1828年 エコール・ポリテクニクの入学試験に失敗した(一度目).
1829年 [4月6日,アーベル死去.]
4月,「周期的な連分数に関する一定理の証明」
(ジェルゴンヌ誌19,pp.294―301)
素次数代数方程式に関する論文を科学学士院に提出した.
仲介者はコーシー.
5月25日,ガロアの論文が某氏の審査に委託された.
6月1日,ポアソンとコーシーに審査が委託された.
7月2日,父が自殺した.
父の死の数日後,エコール・ポリテクニクの試験に臨み,
失敗した(二度目).
10月25日,エコール・プレパラトワールに入学した.
と、ガロア年譜に、記述がある。
結弦「じゃあ、誤植第2号『◯一浪ののあとは?,✕二浪のあとは?(p.4 l.11)』だね」
「1829年は、アーベルの死んだ年でもあるのね」
そう。数学界は、2つの大きな損失をしている。
若菜「テキストの本文では、リシャールという数学の先生だけが、ガロアの理解者だった、みたいに書いてあるけど、この年譜を見ると、あの偉い数学者というコーシーが、ガロアの論文の仲介までしてくれているじゃない」
そうなんだ。
ガロアに関しては、1896年にポール・デュピュイという歴史学者の発表した『エヴァリスト・ガロアの生涯』という文献だけが、信頼できるものとされていて、出典を2つ以上示すのは難しいらしい。
だから、最近の研究で、やっと、コーシーが、ガロアの才能に気付いていたことが、分かってきたほどなんだ。
日本人の加藤文元(かとう ふみはる)さん。私の大学の先輩で、皆は、『ぶんげんさん』と呼んでたんだけど、色々な研究から、当時コーシーは、ガロアの理論を高く評価していたらしい、と突き止めている。

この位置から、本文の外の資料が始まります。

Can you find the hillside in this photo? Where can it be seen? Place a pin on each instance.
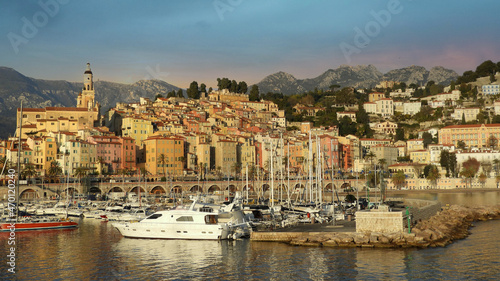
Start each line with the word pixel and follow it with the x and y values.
pixel 361 76
pixel 37 93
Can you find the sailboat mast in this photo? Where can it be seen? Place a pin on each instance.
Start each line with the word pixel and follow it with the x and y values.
pixel 19 151
pixel 272 177
pixel 310 162
pixel 288 171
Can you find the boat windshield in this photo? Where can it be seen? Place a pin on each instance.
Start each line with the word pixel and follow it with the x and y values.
pixel 153 216
pixel 211 219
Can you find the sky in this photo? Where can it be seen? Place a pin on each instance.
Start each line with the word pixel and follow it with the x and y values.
pixel 245 40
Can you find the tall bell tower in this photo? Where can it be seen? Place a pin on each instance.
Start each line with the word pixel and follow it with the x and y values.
pixel 86 97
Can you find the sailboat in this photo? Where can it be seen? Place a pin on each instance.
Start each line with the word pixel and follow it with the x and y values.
pixel 14 221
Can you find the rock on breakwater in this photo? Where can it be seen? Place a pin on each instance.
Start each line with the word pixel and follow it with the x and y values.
pixel 448 225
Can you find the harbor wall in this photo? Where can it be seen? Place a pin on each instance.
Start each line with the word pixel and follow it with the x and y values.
pixel 379 221
pixel 446 226
pixel 422 209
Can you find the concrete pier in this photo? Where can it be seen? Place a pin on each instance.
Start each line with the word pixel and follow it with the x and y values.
pixel 446 226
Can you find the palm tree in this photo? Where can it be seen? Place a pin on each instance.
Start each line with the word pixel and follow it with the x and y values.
pixel 28 171
pixel 399 179
pixel 496 165
pixel 100 162
pixel 54 170
pixel 370 157
pixel 219 172
pixel 236 169
pixel 382 163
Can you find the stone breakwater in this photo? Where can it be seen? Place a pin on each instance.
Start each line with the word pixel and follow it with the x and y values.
pixel 448 225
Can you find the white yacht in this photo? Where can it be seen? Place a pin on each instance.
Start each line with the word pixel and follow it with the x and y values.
pixel 194 223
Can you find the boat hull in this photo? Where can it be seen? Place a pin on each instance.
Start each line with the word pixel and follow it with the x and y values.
pixel 173 231
pixel 37 226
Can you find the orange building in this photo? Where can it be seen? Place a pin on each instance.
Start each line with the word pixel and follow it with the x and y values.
pixel 472 135
pixel 169 148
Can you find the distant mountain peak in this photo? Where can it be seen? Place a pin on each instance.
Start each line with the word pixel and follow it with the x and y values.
pixel 37 93
pixel 359 76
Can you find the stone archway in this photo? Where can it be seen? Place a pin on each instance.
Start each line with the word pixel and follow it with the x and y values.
pixel 196 188
pixel 95 190
pixel 158 191
pixel 345 187
pixel 137 189
pixel 116 189
pixel 232 188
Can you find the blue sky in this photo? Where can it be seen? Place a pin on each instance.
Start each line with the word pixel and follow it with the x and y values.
pixel 182 41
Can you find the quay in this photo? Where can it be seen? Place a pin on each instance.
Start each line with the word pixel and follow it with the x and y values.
pixel 445 226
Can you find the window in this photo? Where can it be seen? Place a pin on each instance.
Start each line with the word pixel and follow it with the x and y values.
pixel 153 216
pixel 184 218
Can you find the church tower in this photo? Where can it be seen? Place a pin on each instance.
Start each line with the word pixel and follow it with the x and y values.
pixel 86 97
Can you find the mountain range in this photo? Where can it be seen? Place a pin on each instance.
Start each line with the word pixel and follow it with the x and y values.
pixel 360 76
pixel 15 87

結弦「高等理工科学校が、エコール・ポリテクニクで、高等師範学校が、エコール・プレパラトワールなんだな」
固有名詞は、訳すとき、どうしようもないことが、あるよな。
若菜「カチャカチャ。エコール・ポリテクニクが、ラザール・カルノーとガスパール・モンジュによって1794年に、創設されたのは、本当のようですね」
結弦「カチャカチャ。ガロアのお母さん、84歳まで生きてたんだなあ。残念だったろうなあ」
さて、次回は、ガロアの最期の話だ。楽しみにしていてくれ。
「ガロアの遺書が、7ページくらいあるんだけど、これも、紹介する?」
出来杉君の話として、軽く読み飛ばそう。なるべく例外は作りたくない。
結弦「早く冒険に入りたいな」
若菜「どんな冒険なんでしょうね」
まあ、期待は裏切らないよ。それじゃ、今日は、解散。
「なんとか楽しく進んでいるわね」
この本の良さは、半分くらいは読まないと、分からない。じっくり読んでいこう。
「じゃ、おやすみ」
おやすみ。
現在2018年8月28日23時27分である。おしまい。